You are absolutely correct. There are a few bad actors that are value destructive that create a bad name for the entire industry. Personally, I don't think there is much value in health service LBOs, ie Envision, TeamHealth, HCA. These are big companies and I'm not sure levering them up with debt is going to make clinical care any better. On the other end of the spectrum, there are many high quality single or multi specialty practices that benefit from operationalization and can grow and offer better clinical care as a more integrated organization. This is where earlier stage growth style PE is very useful.
I certainly wouldn't call any proper reputable PE funds or hedge funds I know ponzi schemes. That implies a specific model of disbursing money with inflows without generating any gains. Some funds aren't good investments and can lose money, but not ponzi schemes. Some other funds are ponzi schemes, but very few and far between.

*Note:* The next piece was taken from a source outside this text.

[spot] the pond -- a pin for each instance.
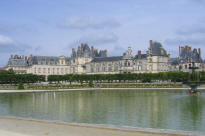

The discussion of whether a capitalist economy can function without these players is a whole other discussion. Yes and no. In public markets, hedge funds inject significant liquidity to keep the wheels of equity markets nice and lubricated. Do they also sometimes have a negative impact? Absolutely. Too much nuance to really discuss here.
One area where hedge funds are critical is in drug development. A lot of middle and late stage drug development in biotech companies is financed by the equity markets in which hedge funds are some of the primary financiers. Without many of these biotech focused funds, much of drug development would slow significantly. At the same time, does this lead to a potential misprioritization of which drugs to develop? Absolutely. Is there a better way? I wish, but not readily available at the moment.